第20章 信じる
第三者目線
「他に誰かいたのか?!」
「うん。佐助兄より少し若い男の人。よく見てなくて名前も知らないけど…」
佐助の事で一杯だったなおは覚えていなかった。
「信長様。やはり此度の戦。なおを…」
「連れていく」
信長の声が強く響いた。
「顕如もどう動くか分からん。そばに置いておく」
信長の言葉に、皆が押し黙る。
「引き続き佐助の動向も追え。以上だ」
そう言うと、信長はなおをそのまま横抱きにし、広間を出て行った。
「信長様はなおを連れてくつもりなのか?」
政宗の問いに秀吉は頭を抱え頷く。
「あの様子だと、収まるところに収まった様だな。しかし、あんなにしっかり所有跡付けるとは…」
光秀は愉快そうに肩を震わせる。
「はっ?」
秀吉はその言葉に驚く。
「気づかなかったか?首元にしっかりついてたぞ」
光秀は益々肩を震わせる。
「蚊に刺された跡では?」
「お前相変わらず…馬鹿なの…。
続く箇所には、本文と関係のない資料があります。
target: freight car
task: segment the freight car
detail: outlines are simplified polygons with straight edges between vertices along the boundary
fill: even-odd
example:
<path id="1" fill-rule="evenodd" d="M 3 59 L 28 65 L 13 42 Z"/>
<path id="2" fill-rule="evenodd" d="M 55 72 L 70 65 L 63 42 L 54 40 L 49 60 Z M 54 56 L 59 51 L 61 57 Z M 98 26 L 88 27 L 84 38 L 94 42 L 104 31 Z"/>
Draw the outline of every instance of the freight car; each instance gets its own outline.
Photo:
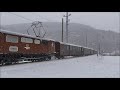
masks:
<path id="1" fill-rule="evenodd" d="M 97 51 L 91 48 L 83 47 L 63 42 L 55 42 L 56 57 L 58 59 L 65 56 L 88 56 L 96 54 Z"/>
<path id="2" fill-rule="evenodd" d="M 0 30 L 0 64 L 18 63 L 20 59 L 27 61 L 58 59 L 65 56 L 87 56 L 96 54 L 91 48 L 43 39 L 31 35 Z"/>

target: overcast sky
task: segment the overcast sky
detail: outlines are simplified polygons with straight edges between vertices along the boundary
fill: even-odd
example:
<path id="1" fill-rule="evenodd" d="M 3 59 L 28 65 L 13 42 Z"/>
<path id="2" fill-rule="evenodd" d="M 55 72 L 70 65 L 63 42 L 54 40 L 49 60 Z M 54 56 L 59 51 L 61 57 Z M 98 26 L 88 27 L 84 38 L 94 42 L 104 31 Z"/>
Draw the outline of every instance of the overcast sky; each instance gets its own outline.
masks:
<path id="1" fill-rule="evenodd" d="M 41 22 L 61 22 L 61 18 L 66 12 L 11 12 L 28 18 L 33 21 Z M 30 23 L 32 21 L 15 16 L 8 12 L 2 12 L 1 24 Z M 111 30 L 119 32 L 118 12 L 69 12 L 70 23 L 80 23 L 90 25 L 97 29 Z M 65 21 L 65 18 L 64 18 Z"/>

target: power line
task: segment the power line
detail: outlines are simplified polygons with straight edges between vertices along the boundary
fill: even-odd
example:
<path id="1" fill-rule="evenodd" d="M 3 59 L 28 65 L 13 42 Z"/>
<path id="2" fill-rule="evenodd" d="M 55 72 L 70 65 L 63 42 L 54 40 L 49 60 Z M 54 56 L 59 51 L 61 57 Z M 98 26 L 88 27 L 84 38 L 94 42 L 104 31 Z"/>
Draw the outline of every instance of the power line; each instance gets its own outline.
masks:
<path id="1" fill-rule="evenodd" d="M 47 21 L 51 21 L 51 20 L 49 20 L 49 19 L 47 19 L 47 18 L 44 18 L 43 16 L 40 16 L 40 15 L 39 15 L 39 17 L 41 17 L 42 19 L 45 19 L 45 20 L 47 20 Z"/>
<path id="2" fill-rule="evenodd" d="M 31 19 L 29 19 L 29 18 L 26 18 L 26 17 L 24 17 L 24 16 L 21 16 L 21 15 L 15 14 L 15 13 L 12 13 L 12 12 L 8 12 L 8 13 L 13 14 L 13 15 L 18 16 L 18 17 L 21 17 L 21 18 L 23 18 L 23 19 L 25 19 L 25 20 L 29 20 L 29 21 L 32 21 L 32 22 L 35 21 L 35 20 L 31 20 Z M 34 14 L 34 15 L 36 15 L 36 14 Z M 37 14 L 37 15 L 38 15 L 38 14 Z M 41 16 L 41 15 L 38 15 L 38 17 L 41 17 L 42 19 L 47 20 L 47 21 L 50 21 L 50 22 L 58 22 L 58 21 L 56 21 L 56 20 L 50 20 L 50 19 L 44 18 L 44 17 Z M 58 17 L 58 16 L 57 16 L 57 17 Z"/>
<path id="3" fill-rule="evenodd" d="M 26 20 L 29 20 L 29 21 L 34 22 L 34 20 L 31 20 L 31 19 L 25 18 L 25 17 L 23 17 L 23 16 L 20 16 L 20 15 L 17 15 L 17 14 L 11 13 L 11 12 L 8 12 L 8 13 L 13 14 L 13 15 L 16 15 L 16 16 L 18 16 L 18 17 L 21 17 L 21 18 L 23 18 L 23 19 L 26 19 Z M 41 22 L 41 26 L 42 26 L 42 22 Z M 31 28 L 31 27 L 30 27 L 30 28 Z M 29 35 L 28 30 L 29 30 L 30 28 L 27 29 L 27 33 L 28 33 L 28 35 Z M 44 29 L 43 26 L 42 26 L 42 28 L 43 28 L 43 30 L 45 31 L 45 29 Z M 46 34 L 46 31 L 45 31 L 45 34 Z M 45 36 L 45 34 L 43 35 L 43 37 Z"/>
<path id="4" fill-rule="evenodd" d="M 40 18 L 42 18 L 42 19 L 44 19 L 44 20 L 46 20 L 46 21 L 58 22 L 58 21 L 56 21 L 56 20 L 50 20 L 50 19 L 44 18 L 43 16 L 41 16 L 41 15 L 39 15 L 39 14 L 34 14 L 34 15 L 36 15 L 36 16 L 38 16 L 38 17 L 40 17 Z M 45 26 L 46 26 L 46 28 L 48 27 L 48 25 L 45 25 Z"/>
<path id="5" fill-rule="evenodd" d="M 8 12 L 8 13 L 13 14 L 13 15 L 18 16 L 18 17 L 21 17 L 21 18 L 26 19 L 26 20 L 29 20 L 29 21 L 34 21 L 34 20 L 28 19 L 26 17 L 23 17 L 21 15 L 15 14 L 15 13 L 11 13 L 11 12 Z"/>
<path id="6" fill-rule="evenodd" d="M 55 22 L 57 22 L 56 20 L 50 20 L 50 19 L 47 19 L 47 18 L 44 18 L 43 16 L 41 16 L 41 15 L 39 15 L 39 14 L 37 14 L 39 17 L 41 17 L 42 19 L 45 19 L 45 20 L 47 20 L 47 21 L 55 21 Z"/>
<path id="7" fill-rule="evenodd" d="M 40 16 L 40 15 L 39 15 Z M 41 17 L 41 16 L 40 16 Z M 56 22 L 56 20 L 50 20 L 50 19 L 47 19 L 47 18 L 44 18 L 44 17 L 41 17 L 41 18 L 43 18 L 43 19 L 46 19 L 47 21 L 55 21 Z"/>
<path id="8" fill-rule="evenodd" d="M 31 12 L 32 13 L 32 12 Z M 41 15 L 39 15 L 38 13 L 36 13 L 39 17 L 41 17 L 42 19 L 44 19 L 44 20 L 47 20 L 47 21 L 54 21 L 54 22 L 58 22 L 57 20 L 51 20 L 51 19 L 48 19 L 48 18 L 45 18 L 45 17 L 43 17 L 43 16 L 41 16 Z M 36 15 L 36 14 L 34 14 L 34 15 Z M 59 14 L 59 13 L 57 13 L 57 14 Z M 58 18 L 60 18 L 58 15 L 56 14 L 56 17 L 58 17 Z M 60 15 L 60 14 L 59 14 Z M 60 15 L 61 17 L 62 17 L 62 15 Z M 60 18 L 60 20 L 61 20 L 61 18 Z M 61 21 L 60 21 L 61 22 Z"/>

俺は今朝から気付いてましたけど…」
相変わらずの三成に、家康は溜息をつく。
「ま、まぁいい。とりあえず、なおを連れていくつもりなら、それなりの準備も必要だ。三成頼むぞ」
話を誤魔化す様に秀吉は話し出した。
「やっぱりそうかぁ〜。手を出す暇もなかったな」
政宗が残念そうな声を上げる。
「お前は…まだそんな事言ってるのか?」
秀吉が呆れたように声を上げる。
「とりあえず、家康。明日から頼んだぞ」
「…分かってますよ」
「はっ?何を頼まれたんだ家康」
「…薬の事教えろって言われたんですよ。戦に行って役に立たないのは嫌だからって…」
家康は面倒くさそうに言い放つ。
「いいじゃね〜か。じゃあ、俺は明日から甘味でも作って差し入れしてやる」
政宗は嬉しそうに家康の肩に手を置いた。
「…なおだけでも大変なのに…余計な事しないでください」
「そう言って、なおを一人占めするつもりだろう」
にやにやしながら家康を見る政宗を、呆れた眼差しで見る秀吉。
「お前は…」
呆れを通り越して何も言えない秀吉。
「家康様と政宗様はとても仲がおよろしいのですね」
斜め上の解釈をする三成。
「くくっ…あぁ良いな」
その皆の様子に光秀は益々肩を震わせた。